The appointment would be Australia's first to the powerful body, coming amid criticism of its own human rights record against indigenous people and asylum seekers in offshore detention centres on Nauru and Papua New Guinea's Manus Island.
"We didn't use our aid budget, we didn't make promises we couldn't keep," the paper quoted Bishop as saying on Friday in the Serbian capital of Belgrade. "We very much campaigned on our record and how we would act on the Human Rights Council."
Australia secured 141 written pledges and more than 20
verbal pledges from 192 U.N. members to back its bid, the paper said.
On Saturday, Bishop's office said it could not confirm Australia had been guaranteed a spot, but added, "We are looking forward to making a positive contribution," ahead of October's announcement of the council's composition.
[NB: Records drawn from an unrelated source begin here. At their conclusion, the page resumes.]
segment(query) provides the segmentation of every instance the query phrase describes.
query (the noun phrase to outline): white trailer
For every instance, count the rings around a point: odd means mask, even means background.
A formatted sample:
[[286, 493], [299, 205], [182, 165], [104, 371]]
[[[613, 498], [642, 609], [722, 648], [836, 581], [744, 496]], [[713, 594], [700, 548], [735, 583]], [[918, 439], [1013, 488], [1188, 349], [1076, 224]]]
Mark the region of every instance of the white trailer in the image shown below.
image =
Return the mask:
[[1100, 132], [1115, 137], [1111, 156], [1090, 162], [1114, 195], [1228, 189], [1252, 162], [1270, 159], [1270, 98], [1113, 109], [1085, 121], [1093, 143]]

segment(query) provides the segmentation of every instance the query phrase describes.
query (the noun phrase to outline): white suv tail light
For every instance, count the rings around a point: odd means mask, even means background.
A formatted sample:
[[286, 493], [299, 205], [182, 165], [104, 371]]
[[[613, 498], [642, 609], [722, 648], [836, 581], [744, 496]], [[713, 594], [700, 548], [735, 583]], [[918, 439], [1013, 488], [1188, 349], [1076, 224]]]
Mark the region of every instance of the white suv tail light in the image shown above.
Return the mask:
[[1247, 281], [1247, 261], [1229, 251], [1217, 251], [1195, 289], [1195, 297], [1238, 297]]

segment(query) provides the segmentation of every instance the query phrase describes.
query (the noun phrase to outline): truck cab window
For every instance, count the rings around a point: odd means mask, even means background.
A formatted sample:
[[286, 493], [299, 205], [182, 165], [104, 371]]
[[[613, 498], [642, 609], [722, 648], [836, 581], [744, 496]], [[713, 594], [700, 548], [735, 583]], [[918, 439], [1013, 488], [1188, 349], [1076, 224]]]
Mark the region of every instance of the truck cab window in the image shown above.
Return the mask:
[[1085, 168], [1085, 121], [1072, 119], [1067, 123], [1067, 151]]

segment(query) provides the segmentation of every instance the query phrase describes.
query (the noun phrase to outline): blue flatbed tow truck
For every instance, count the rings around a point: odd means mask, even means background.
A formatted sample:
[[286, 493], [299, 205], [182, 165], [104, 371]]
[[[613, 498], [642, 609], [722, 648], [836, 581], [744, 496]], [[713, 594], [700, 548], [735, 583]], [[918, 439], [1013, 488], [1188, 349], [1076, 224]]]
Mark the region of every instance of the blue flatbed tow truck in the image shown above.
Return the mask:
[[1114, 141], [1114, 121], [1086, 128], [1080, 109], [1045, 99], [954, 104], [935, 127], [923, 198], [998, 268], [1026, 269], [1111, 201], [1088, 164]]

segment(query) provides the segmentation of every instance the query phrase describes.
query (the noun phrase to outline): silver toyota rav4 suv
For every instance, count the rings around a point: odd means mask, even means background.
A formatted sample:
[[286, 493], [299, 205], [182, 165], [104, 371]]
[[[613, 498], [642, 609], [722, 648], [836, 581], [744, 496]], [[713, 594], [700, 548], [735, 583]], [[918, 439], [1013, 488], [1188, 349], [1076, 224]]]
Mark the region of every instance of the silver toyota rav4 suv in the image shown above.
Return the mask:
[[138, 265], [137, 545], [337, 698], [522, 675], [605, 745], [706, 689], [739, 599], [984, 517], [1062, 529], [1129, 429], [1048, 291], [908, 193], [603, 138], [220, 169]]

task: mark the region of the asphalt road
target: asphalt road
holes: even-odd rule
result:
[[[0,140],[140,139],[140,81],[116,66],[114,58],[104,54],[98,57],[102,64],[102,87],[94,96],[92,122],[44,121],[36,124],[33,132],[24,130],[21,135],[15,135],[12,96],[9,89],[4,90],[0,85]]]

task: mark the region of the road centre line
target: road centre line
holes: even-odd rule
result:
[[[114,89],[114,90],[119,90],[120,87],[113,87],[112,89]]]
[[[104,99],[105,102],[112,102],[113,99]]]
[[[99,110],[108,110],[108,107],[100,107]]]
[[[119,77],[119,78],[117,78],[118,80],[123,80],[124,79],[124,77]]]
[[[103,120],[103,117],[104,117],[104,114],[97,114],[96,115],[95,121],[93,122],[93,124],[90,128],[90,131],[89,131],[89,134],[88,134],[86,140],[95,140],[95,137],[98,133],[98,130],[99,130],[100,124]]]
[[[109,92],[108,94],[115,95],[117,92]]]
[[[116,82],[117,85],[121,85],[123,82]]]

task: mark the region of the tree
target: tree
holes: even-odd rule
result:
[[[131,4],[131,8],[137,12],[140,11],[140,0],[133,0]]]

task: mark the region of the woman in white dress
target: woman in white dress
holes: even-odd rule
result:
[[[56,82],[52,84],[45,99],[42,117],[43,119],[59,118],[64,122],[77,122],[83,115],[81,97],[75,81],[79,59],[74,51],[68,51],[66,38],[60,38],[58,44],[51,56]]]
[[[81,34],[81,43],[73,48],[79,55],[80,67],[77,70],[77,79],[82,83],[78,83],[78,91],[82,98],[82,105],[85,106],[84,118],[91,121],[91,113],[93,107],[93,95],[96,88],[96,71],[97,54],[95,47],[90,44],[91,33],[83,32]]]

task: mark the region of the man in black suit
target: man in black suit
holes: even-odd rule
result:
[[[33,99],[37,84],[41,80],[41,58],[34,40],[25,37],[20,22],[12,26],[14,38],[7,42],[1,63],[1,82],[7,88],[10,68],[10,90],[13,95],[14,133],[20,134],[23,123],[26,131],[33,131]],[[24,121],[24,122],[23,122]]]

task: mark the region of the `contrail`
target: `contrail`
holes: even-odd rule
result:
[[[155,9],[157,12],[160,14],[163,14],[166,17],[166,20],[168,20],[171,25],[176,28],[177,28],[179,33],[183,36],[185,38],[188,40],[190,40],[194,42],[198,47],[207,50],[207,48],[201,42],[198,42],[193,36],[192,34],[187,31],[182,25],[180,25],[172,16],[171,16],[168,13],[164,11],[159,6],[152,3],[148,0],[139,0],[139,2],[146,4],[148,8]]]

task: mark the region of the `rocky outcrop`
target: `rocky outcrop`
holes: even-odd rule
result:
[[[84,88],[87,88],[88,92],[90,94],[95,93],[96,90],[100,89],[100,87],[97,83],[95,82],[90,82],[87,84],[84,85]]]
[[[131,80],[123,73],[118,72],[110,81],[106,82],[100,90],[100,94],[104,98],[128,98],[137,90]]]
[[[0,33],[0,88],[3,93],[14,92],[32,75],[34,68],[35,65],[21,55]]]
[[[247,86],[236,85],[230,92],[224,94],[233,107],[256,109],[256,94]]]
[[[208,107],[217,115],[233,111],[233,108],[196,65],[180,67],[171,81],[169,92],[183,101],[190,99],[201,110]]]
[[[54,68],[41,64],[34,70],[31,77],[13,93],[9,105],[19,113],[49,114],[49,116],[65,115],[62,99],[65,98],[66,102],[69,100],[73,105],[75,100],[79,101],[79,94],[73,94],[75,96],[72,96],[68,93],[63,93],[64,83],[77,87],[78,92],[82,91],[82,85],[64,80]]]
The U.N. has previously criticised Australia's treatment of its indigenous peoples, with a report from its special rapporteur, Victoria Tauli-Corpuz, due in September.
The report, on her 15-day visit in March, reviewed the impact of laws surrounding the government's 2007 intervention aimed at curbing alcohol abuse, domestic violence and improving the health of indigenous Australians in remote communities.
France's foreign ministry announced its withdrawal in a statement on Thursday that backed Spain's bid for the second vacancy.